The Children, the Children
Jimmy O'Brien

I.

When it happened we were far from home, our three children staying with a friend of ours, dreaming, probably, in their sleeping bags, dreaming deeply, quietly, we hoped. As we ran from the waves of fire and the smoke my wife screamed their names until we sheltered in a basement with four men armed with rifles. The fires above sounded like the waves we had left, crashing, surging, and the men spoke of God and prayed. My wife just huddled there cursing us for ever leaving our children, whispered their names as she had when they were infants.

II.

The children could not sleep, not mine or theirs, which I blamed on theirs as my children typically sleep without waking and, if they wake, they bother no one. My wife, were she here, would attest to this. The night it happened the children were knocking on our door on and off, complaining about the wind as they might in a thunderstorm. I disregarded them at first, told them to count sheep or floating clouds, leave me to my own dreams. When they returned I told them, Enough, and fed them each a capful of cough syrup to make them sleep, Like grape soda, I said, and put them back in their sleeping bags in their room covered in posters of robots and cartoon ballerinas.
The smoke woke me at an interminable hour.

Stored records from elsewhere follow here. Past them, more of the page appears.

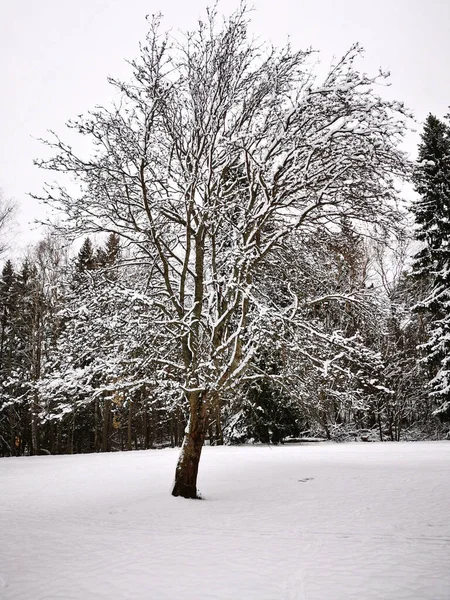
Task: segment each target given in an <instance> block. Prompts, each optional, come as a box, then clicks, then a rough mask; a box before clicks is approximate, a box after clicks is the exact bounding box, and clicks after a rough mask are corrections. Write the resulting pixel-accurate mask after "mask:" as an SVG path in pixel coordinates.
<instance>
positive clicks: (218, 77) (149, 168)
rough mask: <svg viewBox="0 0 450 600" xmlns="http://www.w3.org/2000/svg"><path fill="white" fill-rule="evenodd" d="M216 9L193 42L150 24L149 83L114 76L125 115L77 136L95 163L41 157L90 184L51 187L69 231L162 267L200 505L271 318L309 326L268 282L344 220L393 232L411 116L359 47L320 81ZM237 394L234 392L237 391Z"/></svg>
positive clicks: (248, 379)
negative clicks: (304, 249)
mask: <svg viewBox="0 0 450 600" xmlns="http://www.w3.org/2000/svg"><path fill="white" fill-rule="evenodd" d="M218 21H219V18H218V16H217V14H216V13H215V11H209V12H208V15H207V19H206V20H205V21H201V22H200V23H199V26H198V28H197V30H196V31H194V32H189V33H187V34H186V35H185V36H184V37H183V39H181V40H173V39H172V38H171V37H169V36H168V35H164V34H162V33H161V32H160V23H159V19H154V20H152V21H151V24H150V31H149V34H148V36H147V41H146V44H145V45H143V46H142V48H141V56H140V59H139V60H137V61H134V62H132V63H131V64H132V67H133V80H132V81H131V83H122V82H119V81H115V80H111V83H112V85H113V86H114V87H115V88H116V90H118V91H119V92H120V101H119V103H118V104H117V105H116V106H114V107H112V108H110V109H107V108H98V109H96V110H95V111H93V112H92V113H90V114H89V115H88V116H87V117H86V118H80V119H78V120H77V121H75V122H71V123H70V124H69V125H70V127H72V128H73V129H74V130H76V131H77V132H79V133H80V134H81V135H83V136H87V137H88V138H90V139H91V140H92V141H93V143H94V145H95V151H94V153H93V155H92V156H91V157H90V158H84V157H82V156H79V155H78V154H77V153H76V152H75V151H74V150H73V149H72V147H71V146H69V145H68V144H66V143H65V142H64V141H62V140H61V139H60V138H59V137H58V136H55V138H54V139H53V140H52V141H47V142H46V143H47V144H48V145H49V146H51V147H52V148H53V149H54V150H55V152H56V154H55V156H54V158H53V159H51V160H48V161H38V162H39V164H40V165H41V166H42V167H44V168H47V169H49V170H51V171H57V172H64V173H69V174H71V175H72V176H73V178H74V179H75V180H76V181H77V182H79V183H80V190H81V191H80V193H79V194H78V195H74V194H72V193H69V192H68V191H67V190H66V189H64V188H62V187H60V186H56V185H55V186H53V187H48V188H47V190H46V194H45V197H44V198H43V200H44V201H45V202H47V203H49V204H50V205H52V206H57V207H60V208H62V209H63V211H64V212H65V214H66V222H65V226H66V228H67V229H68V230H69V231H71V232H72V233H73V234H74V235H79V234H80V233H86V232H99V231H103V232H111V233H117V234H119V235H120V236H121V237H122V238H123V239H125V240H128V241H129V242H130V243H131V244H133V245H134V247H135V251H136V254H137V255H139V256H141V257H142V258H143V260H144V259H145V260H146V261H147V262H149V263H150V264H151V267H150V268H151V269H152V271H151V272H152V273H153V284H152V288H151V293H152V294H153V299H154V308H155V311H156V312H157V313H158V318H157V319H155V323H157V327H158V337H157V338H156V337H155V340H156V339H158V340H159V341H158V343H156V342H155V344H154V350H153V354H152V355H151V356H149V363H150V362H151V363H152V364H153V365H158V366H159V373H160V376H161V377H166V378H172V379H175V381H178V382H179V389H180V401H182V402H185V403H186V405H187V406H188V410H189V415H190V417H189V424H188V427H187V430H186V435H185V439H184V443H183V447H182V451H181V455H180V459H179V462H178V465H177V469H176V476H175V485H174V488H173V494H174V495H176V496H184V497H188V498H194V497H197V488H196V481H197V471H198V464H199V459H200V453H201V449H202V445H203V442H204V439H205V435H206V432H207V428H208V425H209V423H210V419H214V415H215V414H216V407H217V404H218V403H220V401H221V397H224V393H225V392H226V391H228V392H229V391H230V390H232V389H233V388H234V387H235V386H236V385H237V384H238V383H239V382H241V381H243V380H251V379H252V378H258V377H261V376H264V374H263V373H261V372H260V370H259V369H258V367H257V366H256V361H255V360H254V357H255V355H256V354H257V353H258V348H259V343H260V340H261V338H262V337H263V336H264V323H265V320H266V319H267V315H268V313H273V312H274V311H275V312H276V313H277V314H278V315H279V316H280V318H281V317H283V316H286V315H288V316H289V318H293V316H294V315H295V306H296V299H295V297H294V296H292V305H291V306H289V307H287V308H286V306H284V308H282V307H276V306H275V304H274V302H272V299H270V301H269V300H267V299H265V298H264V295H263V294H259V293H258V287H257V283H256V280H255V277H254V276H255V273H256V271H257V270H258V269H260V268H261V265H262V263H263V261H264V259H265V258H266V257H267V256H268V255H269V254H270V253H271V252H273V251H274V249H276V248H277V247H278V246H279V245H280V244H281V243H282V241H283V239H284V238H285V236H287V235H288V234H290V233H291V232H292V231H294V230H299V229H303V230H305V231H313V230H314V229H315V228H316V227H318V226H321V227H332V226H333V223H334V222H337V221H339V220H340V219H342V217H343V216H346V217H348V218H349V219H352V220H354V221H359V222H369V223H372V224H374V223H378V226H380V227H387V226H388V225H389V224H390V223H391V222H392V219H393V218H394V215H395V209H394V207H395V202H396V199H397V192H396V189H395V185H394V181H395V178H396V177H402V176H403V175H404V174H405V172H406V169H407V167H406V164H405V159H404V156H403V155H402V153H401V152H400V151H399V150H398V149H397V142H398V140H399V138H400V137H401V136H402V132H403V129H404V116H405V111H404V109H403V106H402V105H401V104H400V103H397V102H387V101H385V100H383V99H382V98H380V97H379V96H378V95H377V94H376V93H375V92H374V91H373V88H374V86H376V85H377V83H379V82H382V81H383V80H384V78H385V75H384V74H382V73H381V74H380V75H379V76H377V77H374V78H370V77H368V76H366V75H365V74H361V73H359V72H357V71H356V70H355V69H354V67H353V63H354V61H355V59H356V58H357V57H358V56H359V55H360V53H361V49H360V48H359V46H357V45H355V46H354V47H352V48H351V49H350V50H349V52H347V53H346V54H345V56H343V58H342V59H341V60H339V61H337V62H336V63H335V64H334V65H333V66H332V67H331V69H330V71H329V73H328V74H327V75H326V77H325V78H324V79H323V81H321V82H319V81H317V80H316V79H315V77H314V76H313V74H312V72H311V68H310V66H309V62H310V58H311V52H310V51H306V52H304V51H295V50H293V49H291V47H290V46H286V47H284V48H282V49H279V50H277V49H274V48H266V47H261V46H257V45H256V44H255V43H253V42H252V41H249V39H248V13H247V11H246V9H245V7H244V8H240V9H239V10H238V11H237V12H236V13H235V14H233V15H232V16H231V17H230V18H228V19H226V20H224V21H223V23H220V24H218ZM227 395H228V396H229V393H227Z"/></svg>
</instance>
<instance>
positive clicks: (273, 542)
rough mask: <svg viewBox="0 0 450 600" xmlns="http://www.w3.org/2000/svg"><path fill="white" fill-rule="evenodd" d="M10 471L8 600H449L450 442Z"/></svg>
mask: <svg viewBox="0 0 450 600" xmlns="http://www.w3.org/2000/svg"><path fill="white" fill-rule="evenodd" d="M177 456H178V449H174V450H171V449H168V450H149V451H140V452H128V453H115V454H90V455H78V456H43V457H29V458H5V459H0V481H1V492H0V599H1V600H12V599H14V600H87V599H90V598H95V599H96V600H103V599H105V600H106V599H108V600H138V599H139V600H174V599H183V600H191V599H192V600H194V599H196V600H197V599H201V600H202V599H205V600H234V599H236V600H253V599H254V600H353V599H358V600H362V599H364V600H372V599H373V600H402V599H408V600H444V599H445V600H448V599H449V598H450V500H449V498H450V443H449V442H423V443H422V442H420V443H396V444H395V443H384V444H356V443H353V444H341V445H337V444H320V445H319V444H315V445H313V446H310V445H296V446H294V445H293V446H279V447H264V446H243V447H205V448H204V451H203V456H202V461H201V464H200V477H199V488H200V490H201V492H202V493H203V495H204V500H203V501H196V500H184V499H181V498H173V497H171V496H170V488H171V483H172V477H173V473H174V469H175V463H176V459H177Z"/></svg>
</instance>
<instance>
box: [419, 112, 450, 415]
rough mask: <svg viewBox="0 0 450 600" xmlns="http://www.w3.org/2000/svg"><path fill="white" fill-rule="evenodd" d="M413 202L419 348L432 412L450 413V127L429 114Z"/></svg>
mask: <svg viewBox="0 0 450 600" xmlns="http://www.w3.org/2000/svg"><path fill="white" fill-rule="evenodd" d="M414 180H415V189H416V191H417V192H418V194H419V195H420V198H419V200H418V201H417V202H416V203H415V205H414V206H413V213H414V217H415V222H416V228H417V231H416V238H417V240H419V241H420V242H422V243H423V248H422V249H421V250H420V252H418V253H417V254H416V256H415V257H414V264H413V276H415V277H416V278H418V279H419V280H420V281H421V282H422V283H425V288H426V293H425V294H424V297H423V299H422V301H421V302H419V303H418V304H417V306H416V310H418V311H419V312H423V313H424V314H425V315H426V316H427V318H428V319H429V323H430V325H429V327H430V331H429V337H428V340H427V341H426V343H425V344H423V345H422V346H421V349H422V351H423V359H422V360H423V362H424V364H425V365H426V366H427V369H428V376H429V379H430V381H429V388H430V397H431V398H433V399H435V400H436V401H437V403H438V405H437V408H436V413H437V414H440V415H441V416H442V417H445V415H447V416H449V415H450V245H449V243H450V128H449V126H448V125H447V124H446V123H444V122H442V121H440V120H439V119H437V118H436V117H435V116H433V115H431V114H430V115H429V116H428V118H427V120H426V122H425V127H424V131H423V134H422V143H421V145H420V146H419V160H418V165H417V168H416V172H415V176H414Z"/></svg>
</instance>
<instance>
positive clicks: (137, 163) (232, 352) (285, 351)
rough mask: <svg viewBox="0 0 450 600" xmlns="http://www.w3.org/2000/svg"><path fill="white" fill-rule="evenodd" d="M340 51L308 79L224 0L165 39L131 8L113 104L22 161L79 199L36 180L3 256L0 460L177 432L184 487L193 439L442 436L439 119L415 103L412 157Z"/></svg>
mask: <svg viewBox="0 0 450 600" xmlns="http://www.w3.org/2000/svg"><path fill="white" fill-rule="evenodd" d="M360 53H361V49H360V48H359V46H357V45H355V46H354V47H352V48H351V49H350V50H349V52H348V53H346V54H345V55H344V56H343V57H342V59H340V60H338V61H336V62H335V63H334V64H333V65H332V66H331V68H330V71H329V72H328V74H327V75H325V77H324V78H322V80H319V79H318V78H317V77H315V76H314V72H313V70H312V67H311V52H310V51H307V52H303V51H295V50H293V49H292V48H291V47H290V46H287V47H285V48H281V49H274V48H271V47H270V48H262V47H261V46H257V45H255V44H254V43H253V42H251V41H249V39H248V13H247V11H246V10H245V7H242V8H241V9H239V10H238V11H237V12H236V13H235V14H234V15H232V16H231V17H230V18H229V19H227V20H225V21H224V22H223V23H220V24H219V20H218V18H217V14H216V13H215V11H209V12H208V13H207V18H206V19H205V20H204V21H201V22H200V23H199V26H198V28H197V30H196V31H193V32H189V33H188V34H187V35H186V36H185V37H184V38H183V40H181V41H174V39H173V38H172V37H169V36H167V35H166V34H164V32H162V31H161V23H160V20H159V19H158V18H156V19H153V20H151V21H150V27H149V33H148V36H147V40H146V43H145V44H143V45H142V48H141V56H140V58H139V59H138V60H136V61H134V62H132V63H131V65H132V69H133V78H132V81H131V82H130V83H127V82H121V81H116V80H111V83H112V85H113V86H114V87H115V88H116V90H117V92H118V93H119V94H120V103H119V104H118V105H117V106H112V107H111V108H98V109H96V110H95V111H93V112H91V113H89V114H88V115H87V116H86V117H79V119H78V120H77V121H73V122H71V123H69V127H70V128H71V129H72V130H73V132H75V133H76V134H77V135H81V136H83V137H86V138H87V139H88V140H90V142H91V148H92V152H91V153H90V154H87V155H82V154H77V153H76V151H75V150H74V147H73V146H72V145H69V144H68V143H66V142H64V141H63V140H62V139H61V138H60V137H58V136H55V137H54V138H53V139H51V140H48V141H46V142H45V143H46V144H47V146H49V147H50V148H51V149H52V150H53V158H50V159H48V160H43V161H38V162H39V165H40V166H41V167H43V168H45V169H48V170H49V171H50V172H53V173H56V174H57V175H59V174H60V173H64V174H68V175H70V176H71V177H72V179H73V180H74V181H75V183H78V184H79V186H78V187H79V192H78V193H72V192H70V193H69V192H68V190H67V188H66V187H64V186H63V185H62V184H58V183H55V184H52V186H49V187H48V188H47V189H46V192H45V194H44V195H43V197H42V198H41V200H42V201H44V202H45V203H48V204H50V205H51V206H53V207H56V208H59V209H60V210H61V211H62V214H63V215H64V219H63V220H62V221H61V223H60V224H59V225H58V226H54V227H53V230H52V234H51V235H49V236H48V237H47V238H46V239H44V240H43V241H42V242H41V243H40V244H38V246H37V248H35V249H34V250H33V251H32V252H31V253H30V255H29V257H28V258H27V259H26V260H25V261H24V262H22V263H21V264H19V265H13V264H12V263H11V262H7V263H6V264H5V266H4V268H3V273H2V281H1V291H0V307H1V315H2V321H1V348H0V361H1V362H0V372H1V384H0V385H1V388H0V398H1V400H0V403H1V408H0V444H1V446H0V451H1V453H2V454H3V455H17V454H27V453H33V454H37V453H39V452H50V453H59V452H93V451H109V450H115V449H131V448H149V447H158V446H161V445H167V444H171V445H180V444H181V443H183V446H182V451H181V454H180V460H179V463H178V466H177V471H176V478H175V485H174V490H173V493H174V495H181V496H185V497H196V494H197V491H196V478H197V470H198V464H199V459H200V454H201V448H202V446H203V444H204V443H205V441H207V440H209V442H210V443H212V444H217V443H224V442H225V443H233V442H245V441H249V440H254V441H261V442H271V443H278V442H281V441H284V440H286V439H296V438H300V437H302V436H305V435H317V434H319V435H322V436H325V437H326V438H329V439H340V438H342V437H344V436H354V437H358V438H361V437H362V438H363V439H370V438H371V436H374V435H376V436H377V437H379V439H382V440H384V439H390V440H399V439H401V438H402V437H406V438H408V436H421V435H444V434H445V431H446V427H447V425H446V422H448V417H449V404H448V398H449V387H448V367H449V365H448V352H447V350H448V340H449V339H450V336H449V333H448V312H449V311H448V302H449V298H448V290H449V286H448V278H449V272H450V269H449V264H450V263H449V256H448V252H449V248H448V239H449V237H448V227H449V223H450V220H449V205H450V202H449V197H450V196H449V180H450V177H449V173H450V166H449V157H450V152H449V144H450V142H449V139H450V136H449V128H448V125H447V124H446V122H444V121H439V120H438V119H436V118H435V117H433V116H431V115H430V116H429V118H428V119H427V122H426V126H425V130H424V133H423V136H422V144H421V146H420V149H419V161H418V163H417V165H415V166H414V167H413V166H412V165H411V164H410V163H409V161H408V159H407V157H406V156H405V155H404V153H403V152H402V151H401V150H400V149H399V140H400V139H401V137H402V135H403V134H404V131H405V127H406V121H407V119H408V118H409V114H408V111H407V110H406V109H405V107H404V106H403V105H402V104H401V103H399V102H392V101H387V100H384V99H383V98H381V97H380V96H378V95H377V94H376V92H375V91H374V86H375V84H376V83H377V82H378V81H380V80H384V79H385V77H386V75H384V74H383V73H380V74H379V75H378V76H376V77H373V78H370V77H369V76H367V75H366V74H363V73H360V72H358V71H357V70H356V69H355V67H354V63H355V60H357V59H358V57H359V56H360ZM411 179H412V180H413V181H414V183H415V186H416V190H417V192H418V194H419V200H418V201H417V202H416V203H415V205H414V206H413V216H414V219H415V223H416V230H415V233H414V235H415V237H416V238H417V240H418V241H419V242H420V243H421V248H422V249H421V250H420V251H419V252H418V253H417V254H416V255H415V257H414V259H413V266H412V268H409V267H408V264H407V262H405V260H406V257H407V255H408V250H407V244H406V242H405V239H406V238H407V237H408V231H407V229H408V227H407V216H406V215H405V213H404V212H402V211H401V210H400V209H399V208H398V205H399V202H400V201H401V194H400V192H399V189H398V188H399V185H398V182H399V181H409V180H411ZM405 232H406V233H405ZM409 233H410V232H409ZM80 236H82V237H83V239H84V242H83V245H82V247H81V249H80V250H79V252H78V254H77V255H76V256H75V257H73V258H70V257H69V256H68V253H67V251H66V250H65V248H66V247H67V244H68V242H70V240H71V239H73V238H75V237H80ZM94 236H100V237H94ZM94 239H99V240H101V241H100V242H99V243H97V244H95V243H94V242H93V240H94Z"/></svg>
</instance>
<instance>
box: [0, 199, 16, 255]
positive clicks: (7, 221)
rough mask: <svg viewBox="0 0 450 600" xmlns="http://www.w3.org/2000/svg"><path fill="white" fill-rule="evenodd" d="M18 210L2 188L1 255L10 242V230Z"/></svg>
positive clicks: (0, 220) (0, 244)
mask: <svg viewBox="0 0 450 600" xmlns="http://www.w3.org/2000/svg"><path fill="white" fill-rule="evenodd" d="M15 211H16V206H15V204H14V203H13V202H12V201H10V200H6V199H5V198H4V196H3V193H2V190H0V257H1V256H2V254H4V253H5V252H6V250H8V248H9V244H10V235H9V233H10V231H9V228H10V226H11V225H12V221H13V218H14V214H15Z"/></svg>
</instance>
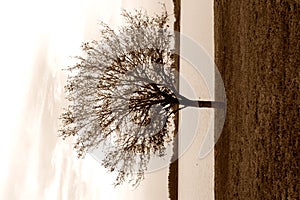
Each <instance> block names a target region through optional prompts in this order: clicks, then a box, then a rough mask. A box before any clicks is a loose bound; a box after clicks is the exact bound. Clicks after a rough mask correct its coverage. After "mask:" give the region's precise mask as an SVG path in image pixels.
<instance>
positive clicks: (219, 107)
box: [180, 99, 225, 109]
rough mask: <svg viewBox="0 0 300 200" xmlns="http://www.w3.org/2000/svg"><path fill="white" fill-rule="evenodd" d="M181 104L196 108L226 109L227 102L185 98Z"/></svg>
mask: <svg viewBox="0 0 300 200" xmlns="http://www.w3.org/2000/svg"><path fill="white" fill-rule="evenodd" d="M180 105H183V106H188V107H196V108H217V109H224V108H225V102H221V101H199V100H189V99H186V100H183V101H181V102H180Z"/></svg>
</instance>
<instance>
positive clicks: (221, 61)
mask: <svg viewBox="0 0 300 200" xmlns="http://www.w3.org/2000/svg"><path fill="white" fill-rule="evenodd" d="M214 9H215V10H214V12H215V61H216V65H217V67H218V68H219V70H220V73H221V75H222V78H223V80H224V84H225V89H226V94H227V116H226V122H225V126H224V129H223V132H222V135H221V137H220V139H219V140H218V143H217V145H216V148H215V198H216V199H222V200H224V199H230V200H231V199H255V200H256V199H299V198H300V195H299V191H300V184H299V180H300V178H299V166H300V164H299V161H300V156H299V151H300V148H299V142H300V2H299V1H298V0H276V1H275V0H264V1H262V0H257V1H254V0H252V1H250V0H244V1H233V0H228V1H225V0H215V8H214Z"/></svg>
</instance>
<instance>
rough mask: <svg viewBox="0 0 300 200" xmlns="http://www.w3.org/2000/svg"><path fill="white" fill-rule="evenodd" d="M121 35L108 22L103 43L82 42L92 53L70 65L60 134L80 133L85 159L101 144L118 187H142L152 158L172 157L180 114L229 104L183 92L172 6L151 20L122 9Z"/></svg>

I believed it to be a lingering dream. Then I felt my wife shaking me, pointing to the window. The fires had spread into our yard and I could see the shadows of our neighbors running to their cars, dragging suitcases, their dogs by their leashes. My wife had begun to throw clothes into our suitcases. I woke the children from their slumber. I told mine to help my wife pack. I told the visiting children to hide in the basement. Why, they asked. I told them because they were guests and good hosts don't let guests do any work. They paused at first, scared and tired from the cough syrup. Then I took them by the hand and led them downstairs and to the basement. I locked the door from the outside, feeling the heat encroaching, eating away at the frame of our house.
When we were miles away, the car full of our clothes, my own children's sobs, my wife's silence. I had to stop on the roadside. I began to cry, hit my head against the wheel, watching the fires reach into the sky, the highway fill with cars and noise, feel the car rock in the quakes, the children scramble in the backseat, knowing that somewhere back where we once lived the other children were doing the same, scrambling away from the fires, clawing at the basement windows and sobbing.

III.

The wind woke me. I did not know where I was, that room so alien to me, my polyester sleeping bag whispering against itself as I rose. I could see little but my brother's face lit thinly by a light that came pale through the window, riveted, distant. He was older than I was and I did not quite understand him, the few years between us, then, like whole decades now. My sister laid beside me, her sleeping bag inched closer to me throughout the night. The nights before I had felt her reach out and grab my arm to be sure I was there, to ask where we were, who was there, where our parents were. In a place with waves and sand, I said, and I tried to say it like our parents would tell us a bedtime story. But that night she said nothing when she grabbed my arm, her eyes like two puddles reflecting moonlight.

IV.

It took us years to return, to wind our way through the ruined highways, pick our way through the hills. We did not talk about why we were returning for we both knew. Our children. Though daily we neared to what should have been familiar with each mile and with each hour it all seemed to grow more removed, foreign, for as we went over the land we went through time, and with time the world decomposed further and further. By the time we arrived, thin, ragged, strangers even to ourselves, the neighborhood where we had once lived was silent, warped, the houses windowless, the shingles scuttling along the streets like wounded birds, bodies holding each other, mummified, their skin inched back from their grayed fingernails. The house where we left our children that night had no door but we stopped for an instant to knock anyhow. Inside it had been gutted for firewood, blackened with soot.
We called for our children, our boys, our girl, called and called until our lips cracked at their sides, called and called, for them, our darlings, those strangers.